Monete. Vere (non tutte, anche per quello non ci fidiamo dell’uomo con la borsa). Percepibili al tatto. Meravigliosamente materiali. Nell’immateriale si nasconde l’inganno, l’artefatto, il cinismo, photoshop, l’autotune. Ci sono anche nel mondo materiale, e’ vero, ma si nascondono peggio, come gli orsi di Azamat.
– In Kazakhstan bad change, here I make you good change.
Monete, la piscina di zio Paperone. Non esiste più. E non e’ un male. Siamo in un’epoca in cui e’ possibile reperire istantaneamente qualsiasi informazione su qualsiasi cosa. Dove e’ possibile scoprire qualsiasi canzone scritta in qualsiasi parte del mondo, tesori (non più) nascosti e meraviglie dell’animo umano.
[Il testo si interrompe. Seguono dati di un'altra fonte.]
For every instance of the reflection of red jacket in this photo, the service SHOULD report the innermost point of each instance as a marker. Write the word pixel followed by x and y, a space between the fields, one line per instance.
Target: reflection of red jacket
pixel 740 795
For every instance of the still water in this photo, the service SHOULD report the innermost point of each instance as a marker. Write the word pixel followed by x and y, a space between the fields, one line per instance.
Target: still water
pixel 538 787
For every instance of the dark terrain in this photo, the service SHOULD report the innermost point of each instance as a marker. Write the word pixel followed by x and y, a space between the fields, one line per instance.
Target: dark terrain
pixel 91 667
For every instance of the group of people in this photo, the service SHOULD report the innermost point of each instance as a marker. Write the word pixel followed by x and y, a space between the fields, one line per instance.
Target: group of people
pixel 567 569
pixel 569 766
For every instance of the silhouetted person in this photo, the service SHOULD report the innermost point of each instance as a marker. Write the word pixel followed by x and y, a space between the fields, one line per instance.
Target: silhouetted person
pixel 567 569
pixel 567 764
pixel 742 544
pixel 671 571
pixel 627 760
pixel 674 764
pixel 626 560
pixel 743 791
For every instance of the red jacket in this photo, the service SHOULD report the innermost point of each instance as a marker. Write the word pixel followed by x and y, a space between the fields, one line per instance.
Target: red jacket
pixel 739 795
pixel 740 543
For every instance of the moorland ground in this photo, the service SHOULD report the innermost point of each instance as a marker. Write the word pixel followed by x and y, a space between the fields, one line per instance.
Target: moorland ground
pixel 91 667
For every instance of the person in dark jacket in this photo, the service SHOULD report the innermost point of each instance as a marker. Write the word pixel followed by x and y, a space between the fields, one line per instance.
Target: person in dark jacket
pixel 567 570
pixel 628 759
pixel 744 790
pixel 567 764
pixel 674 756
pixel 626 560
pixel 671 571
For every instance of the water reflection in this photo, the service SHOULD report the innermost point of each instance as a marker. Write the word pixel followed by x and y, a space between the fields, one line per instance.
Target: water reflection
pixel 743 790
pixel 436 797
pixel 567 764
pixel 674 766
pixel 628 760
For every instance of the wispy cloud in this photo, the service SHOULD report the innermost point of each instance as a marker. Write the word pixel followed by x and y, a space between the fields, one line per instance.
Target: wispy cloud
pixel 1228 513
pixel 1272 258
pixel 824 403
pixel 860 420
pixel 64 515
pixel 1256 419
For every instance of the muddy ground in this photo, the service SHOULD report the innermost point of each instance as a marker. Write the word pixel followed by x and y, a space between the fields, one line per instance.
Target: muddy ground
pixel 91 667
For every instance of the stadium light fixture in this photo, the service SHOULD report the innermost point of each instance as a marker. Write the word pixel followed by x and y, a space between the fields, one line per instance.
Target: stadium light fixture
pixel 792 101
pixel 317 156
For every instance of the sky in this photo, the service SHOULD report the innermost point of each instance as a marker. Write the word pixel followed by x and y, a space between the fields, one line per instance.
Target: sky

Eppure ascoltiamo tutti, in ogni paese, la stessa canzone, ascoltiamo tutti despacito. Ecco, anche questa e’ stata una nota positiva del viaggio, ascoltare musiche diverse, sonorità a noi non familiari. Non dappertutto. Per indicare quanto la tendenza a uniformare della globalizzazione ha raggiunto i vari paesi, ho creato l’indice di despacito, che rappresento in una mappa che inseriro’ qua sotto al ritorno dall’Italia. Caratterizza l’influsso globale sul paese in base a se e quante volte abbiamo sentito per strada despacito. Posso dire che, al momento, gli unici paesi dove non l’abbiamo sentita affatto sono il Kirghizistan, l’Uzbekistan e, ovviamente, il Turkmenistan.
INSERIRE GRAFICO
– No, thank you.
La frontiera e’ di quelle abbastanza organizzate e la passiamo agevolmente e il tragitto fino ad Almaty e’ privo di insidie. Riposiamo in un albergo di categoria decisamente superiore a quelli usati in precedenza e passeggiamo per questa città dal look sicuramente più occidentale delle precedenti, ben organizzata e con tutti i servizi per accogliere i turisti, in cui, come prima impressione, sentiamo parlare molto più russo che kazako. Le impressioni saranno confermate nei successivi giorni in Kazakhstan. Ma questo nei prossimi post.